In the News
Alcohol information failure
13th January 2010
Shadow Health Secretary Andrew Lansley was interviewed on radio 4's Today Programme about the Conservative Party's call for changes to labelling on alcoholic drinks. They say the current approach of using alcohol units is widely misunderstood, and want it replaced with centilitres. Mr Lansley identified the negative externalities associated with abuse of alcohol as costing £20bn to society, and said that the current system of information, printing the number of units contained in a bottle or can of alcoholic drink, did not allow the public to make decisions about how much to drink, as the implication is that one 'serving' of the drink is the equivalent one unit. However this is often not the case – a typical glass of wine is between 1.5 and 2 units, and a pint of beer or lager can be more than two units, depending on the alcohol content of the brew.

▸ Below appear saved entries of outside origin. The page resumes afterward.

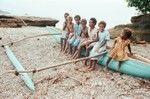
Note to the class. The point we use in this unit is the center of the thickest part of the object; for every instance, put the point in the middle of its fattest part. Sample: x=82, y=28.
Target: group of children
x=79, y=36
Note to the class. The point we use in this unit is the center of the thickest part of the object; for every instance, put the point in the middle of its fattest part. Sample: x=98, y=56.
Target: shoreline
x=43, y=51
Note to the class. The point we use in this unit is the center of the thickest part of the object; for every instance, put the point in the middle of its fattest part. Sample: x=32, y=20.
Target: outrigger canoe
x=132, y=66
x=24, y=76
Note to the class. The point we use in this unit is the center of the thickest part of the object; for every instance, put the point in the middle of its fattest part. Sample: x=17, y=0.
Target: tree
x=142, y=6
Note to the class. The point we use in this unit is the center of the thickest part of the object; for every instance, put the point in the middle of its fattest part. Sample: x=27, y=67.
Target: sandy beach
x=63, y=82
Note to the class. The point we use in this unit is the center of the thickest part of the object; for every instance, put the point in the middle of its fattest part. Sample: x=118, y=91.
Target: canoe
x=24, y=76
x=132, y=66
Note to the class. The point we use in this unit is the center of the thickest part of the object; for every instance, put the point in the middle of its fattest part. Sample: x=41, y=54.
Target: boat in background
x=132, y=66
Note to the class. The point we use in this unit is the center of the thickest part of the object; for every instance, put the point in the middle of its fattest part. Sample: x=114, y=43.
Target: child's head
x=69, y=19
x=102, y=25
x=126, y=34
x=66, y=15
x=77, y=18
x=83, y=22
x=92, y=22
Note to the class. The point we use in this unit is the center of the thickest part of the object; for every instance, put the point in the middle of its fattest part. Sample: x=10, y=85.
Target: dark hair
x=127, y=32
x=94, y=20
x=67, y=14
x=84, y=20
x=103, y=23
x=77, y=16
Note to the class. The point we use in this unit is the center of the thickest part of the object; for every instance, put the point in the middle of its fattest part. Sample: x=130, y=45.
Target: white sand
x=34, y=53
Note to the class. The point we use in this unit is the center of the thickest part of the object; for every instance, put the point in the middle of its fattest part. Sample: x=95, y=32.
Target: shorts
x=74, y=41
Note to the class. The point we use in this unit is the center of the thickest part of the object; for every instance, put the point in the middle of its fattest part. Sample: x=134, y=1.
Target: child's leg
x=119, y=65
x=64, y=44
x=74, y=49
x=75, y=55
x=85, y=62
x=108, y=61
x=88, y=50
x=94, y=65
x=61, y=43
x=66, y=47
x=70, y=49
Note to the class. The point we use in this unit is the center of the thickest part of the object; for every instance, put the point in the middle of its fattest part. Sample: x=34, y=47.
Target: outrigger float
x=132, y=66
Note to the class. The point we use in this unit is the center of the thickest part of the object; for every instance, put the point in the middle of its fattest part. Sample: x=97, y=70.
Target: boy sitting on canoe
x=100, y=46
x=118, y=50
x=92, y=31
x=83, y=38
x=70, y=31
x=64, y=34
x=75, y=40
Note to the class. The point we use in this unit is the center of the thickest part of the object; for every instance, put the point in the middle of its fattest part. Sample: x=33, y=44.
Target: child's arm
x=129, y=48
x=114, y=43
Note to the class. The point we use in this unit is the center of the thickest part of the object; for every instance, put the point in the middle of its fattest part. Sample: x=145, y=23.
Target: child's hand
x=131, y=54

Instead the Tories would like to see the number of centilitres of pure alcohol shown on the label, suggesting that this would be easier for consumers to relate to the total amount they are drinking, rather like showing the amount of saturated fats in foods as grams, which are easier to assess as a proportion of the total food weight rather than showing the amount in calories.
The interview can be accessed here from the Today website for the next 7 days, and there is also a longer text article here (which will remain accessible), with more detail including the fact that the current system of showing units is not a regulation but a voluntary code which has been in place since the late 1990s encouraging drinks manufacturers to give details about the number of units in drinks. Recent research showed that only just over half of all drinks contain unit information - despite an industry pledge last year to improve compliance.
Hence another aspect of the Conservative's approach to regulate more over supply and consider introducing higher rates of duty in order to achieve the change in behaviour which would move the marginal private cost of drinking alcohol closer to the Marginal Social Cost.